- Directed by: Giorgio Mangiamele
- Written by: Oriel Gray Robert Garlick
- Based on: a story by Giorgio Mangiamele
- Produced by: Giorgio Mangiamele
- Starring: George Dixon Maggie Copeland Ray Fellows Louise Hall Ollie Ven Skevics
- Cinematography: Giorgio Mangiamele
- Edited by: Russell Hurley
- Music by: Enzo Marciano
- Distributed by: Columbia Pictures
- Release date: 1970;
- Running time: 84 minutes
- Country: Australia
- Language: English
- Budget: $130,000

= Beyond Reason (1970 film) =

Beyond Reason is a 1970 Australian post-apocalyptic drama film.

==Plot==
Nuclear war breaks out and the staff and patients of a mental hospital take refuge in an underground bunker and accidentally get locked in. Discipline soon disintegrates and the patients, led by Richard, start to resist authority. Richard devises a scheme for a new social order where the sane will take no part. The doctors try to resist but are ultimately overcome.

==Cast==
- George Dixon as Dr Sullivan
- Magie Copeland as Marion
- Ray Fellow as Dr De Groot
- Louise Hall as Rita
- Ollie Ven Skevics as Richard
- John Gauci
- Pat Palmer
- Robert Henderson
- Victor Pandov
- Glenda Wynack
- Tom Melvold
- Joan Hall
- Lola Russell
- Andrew Gaty

==Production==
The film marked an attempt by Giorgia Mangiamele to make a more commercial feature than his first, being shot in colour, and using professional writers.
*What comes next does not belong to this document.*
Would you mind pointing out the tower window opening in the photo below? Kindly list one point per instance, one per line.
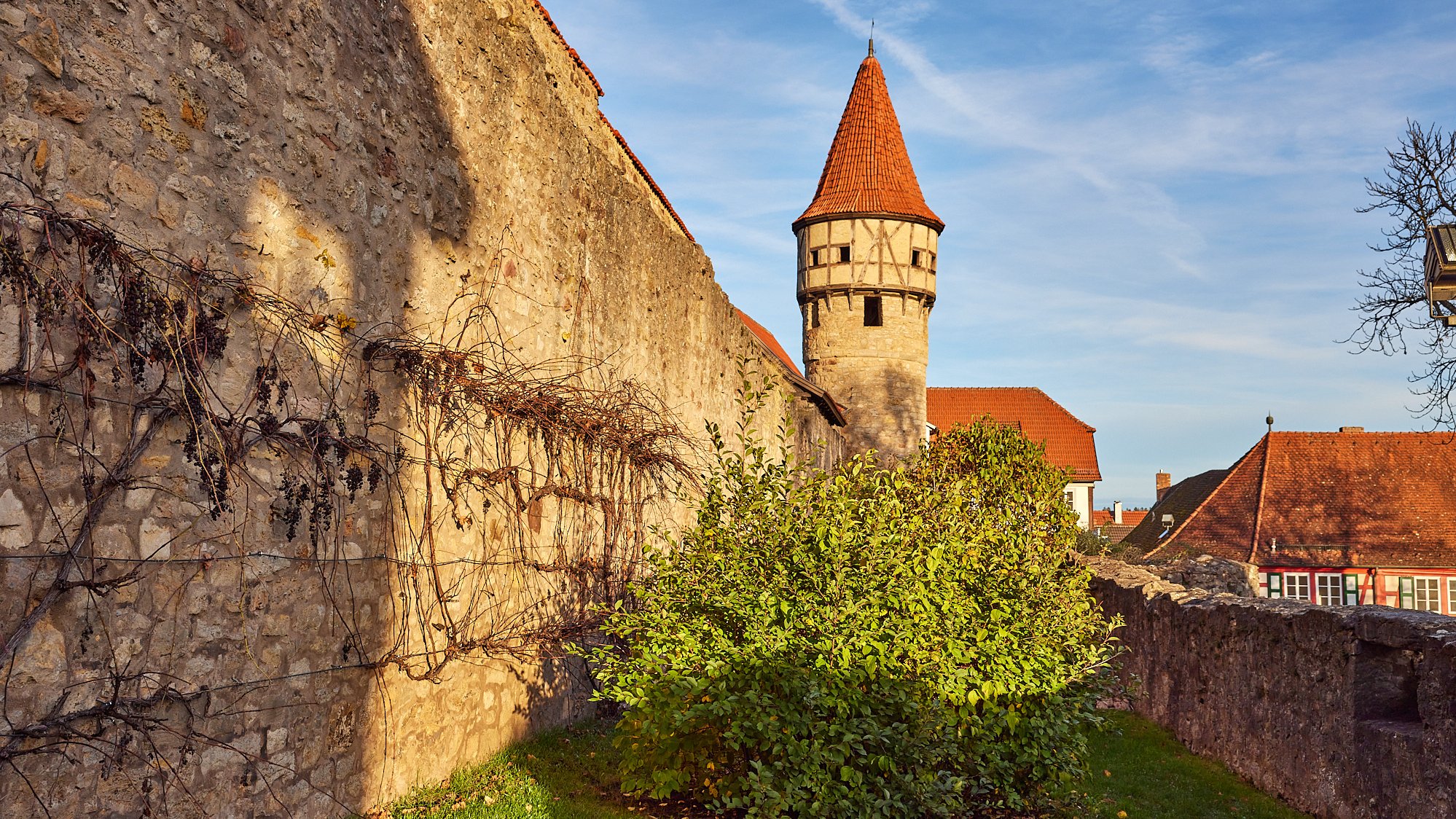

The budget was raised by private investors and Magiamele's camera and recording equipment were sold after shooting to help pay lab charges. It was shot over three weeks in August 1968 mostly at a large underground room at the Royal Melbourne Institute of Technology.

==Release==
Although the film obtained distribution from Columba Pictures, commercial reception was poor.

The director expressed dissatisfaction with the final product, saying that "I had no time to make the images look good. It was shot in a couple of weeks for TV."